Vice President Joe Biden's speech at George Washington University on Tuesday announcing the repeal of former President George W. Bush's policies regarding Title IX was significant step forward by the federal government. Title IX, the federal gender−equity law enacted in 1972, monumentally impacted women's opportunities to play sports in schools, colleges and universities. In the years following the institution of Title IX, Americans watched schools make enormous leaps toward establishing gender equality in sports. The number of women in high school sports increased from 294,000 in 1972 to 2.8 million in 2001. Participation by women in intercollegiate sports has made similarly impressive strides: reports show a 456 percent increase from before Title IX to after its inception.
Despite these telling results of demand for gender equity in sports, in 2005 Bush's administration enacted a policy that created loopholes regarding Title IX. Title IX originally required schools to meet gender−equity standards through one of three methods. The first is to ensure that the percentage of female and male athletes is substantially proportionate to the percentage of female and male students in the school. The second requires schools to show that they are increasing the size of their women's athletics programs.
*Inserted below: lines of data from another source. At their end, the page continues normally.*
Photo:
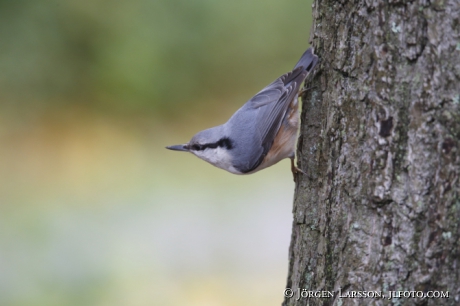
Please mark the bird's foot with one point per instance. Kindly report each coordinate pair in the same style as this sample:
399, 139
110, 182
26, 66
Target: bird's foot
305, 89
295, 170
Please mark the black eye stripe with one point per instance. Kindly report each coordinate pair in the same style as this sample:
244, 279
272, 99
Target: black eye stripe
223, 143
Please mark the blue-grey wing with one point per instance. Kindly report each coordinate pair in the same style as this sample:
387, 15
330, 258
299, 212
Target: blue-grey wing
260, 119
268, 109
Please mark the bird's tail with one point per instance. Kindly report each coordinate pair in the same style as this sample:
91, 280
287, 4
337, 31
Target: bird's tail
308, 60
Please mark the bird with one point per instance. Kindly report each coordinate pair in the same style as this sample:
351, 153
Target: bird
262, 132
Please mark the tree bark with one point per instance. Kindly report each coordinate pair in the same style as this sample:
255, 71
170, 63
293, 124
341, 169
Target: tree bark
379, 208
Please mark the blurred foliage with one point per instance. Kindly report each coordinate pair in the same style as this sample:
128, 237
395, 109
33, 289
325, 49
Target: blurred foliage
93, 209
141, 55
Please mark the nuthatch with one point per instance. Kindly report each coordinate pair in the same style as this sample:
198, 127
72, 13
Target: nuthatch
262, 132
The third had schools prove that their programs met demands for women's athletics from the university's population.
The last provision was changed under the Bush administration so that schools could meet this demand by surveying female students about their interests. Under Bush's changes, a lack of complaint concerning students' satisfaction with a school's athletic programs would be taken as an indication that the school did not need to improve its representation of women's athletics. Obvious loopholes in this method showed through when schools began claiming that lack of response by students indicated a lack of demand for women's sports.
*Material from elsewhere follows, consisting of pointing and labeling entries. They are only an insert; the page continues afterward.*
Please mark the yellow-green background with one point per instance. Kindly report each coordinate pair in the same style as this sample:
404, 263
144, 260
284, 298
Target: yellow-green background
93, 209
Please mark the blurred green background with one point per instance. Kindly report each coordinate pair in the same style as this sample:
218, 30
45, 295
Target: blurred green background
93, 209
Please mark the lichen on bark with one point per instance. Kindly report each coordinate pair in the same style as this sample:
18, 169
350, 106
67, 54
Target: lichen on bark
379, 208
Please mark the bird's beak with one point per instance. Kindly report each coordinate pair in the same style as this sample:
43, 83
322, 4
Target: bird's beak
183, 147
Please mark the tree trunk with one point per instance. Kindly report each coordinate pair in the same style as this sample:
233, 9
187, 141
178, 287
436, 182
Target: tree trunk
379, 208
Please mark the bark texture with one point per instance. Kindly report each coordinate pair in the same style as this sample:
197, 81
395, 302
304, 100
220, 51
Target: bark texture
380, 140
Repeal of this policy will return Title IX to its former strength. For the U.S. Department of Education, there is really no reason that Title IX should not be as strong as possible. The law was founded on the idea that there should be no discrepancy between the proportion of women and men playing sports to each gender's total population in a school. Gone are the days of antiquated misconception that men want to play sports more than women do.
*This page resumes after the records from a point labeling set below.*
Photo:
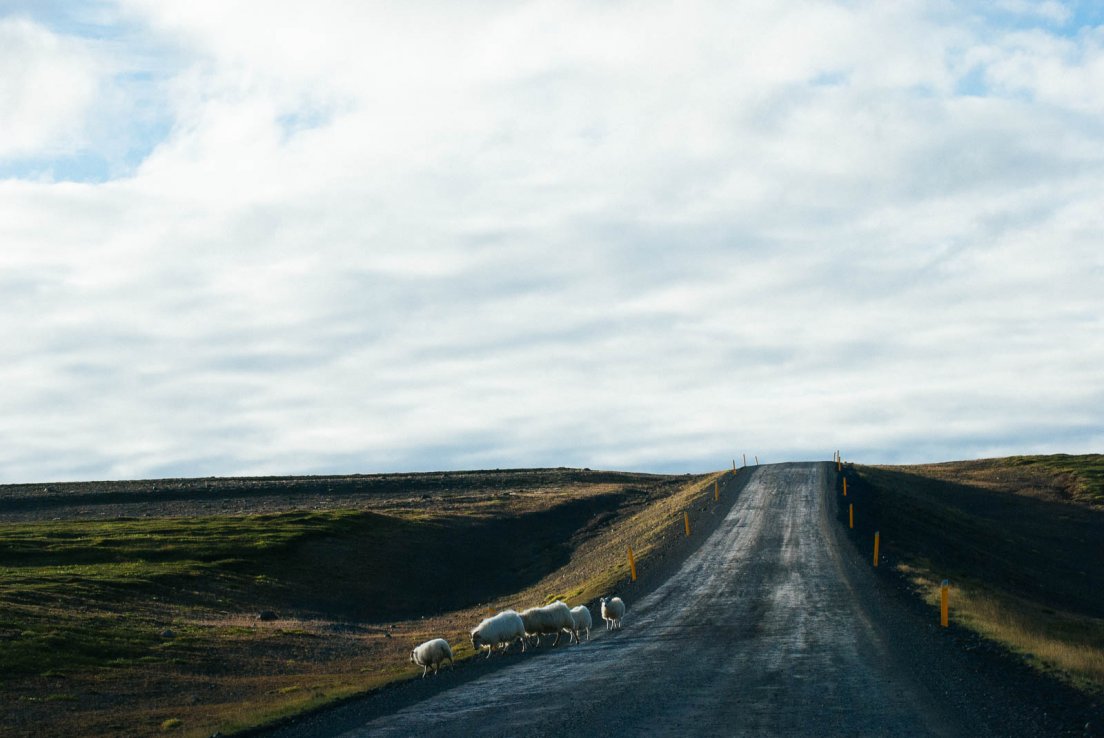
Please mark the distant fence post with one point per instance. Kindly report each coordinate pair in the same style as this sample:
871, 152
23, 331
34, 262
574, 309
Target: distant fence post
944, 604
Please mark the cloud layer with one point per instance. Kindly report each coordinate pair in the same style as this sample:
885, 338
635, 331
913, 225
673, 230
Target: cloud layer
420, 235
Bush's 2005 policy was allegedly based partially on the fact that increasing women's sports departments negatively affects the men's departments. In fact, many schools have had to cut back funds for non−revenue−yielding sports, such as men's wrestling. While it is unfortunate that not every program has access to all the funds it needs, this is not reason enough to damage the progress that has been made by Title IX.
In response to the 2005 policy, the NCAA advised its members to ignore the changes. Then−NCAA President Myles Brand even criticized the amendment, and the current president, Jim Isch, commended its reversal. Repealing Bush's amendment is an act of shedding a preposterous loophole that sends America back in time instead of forward.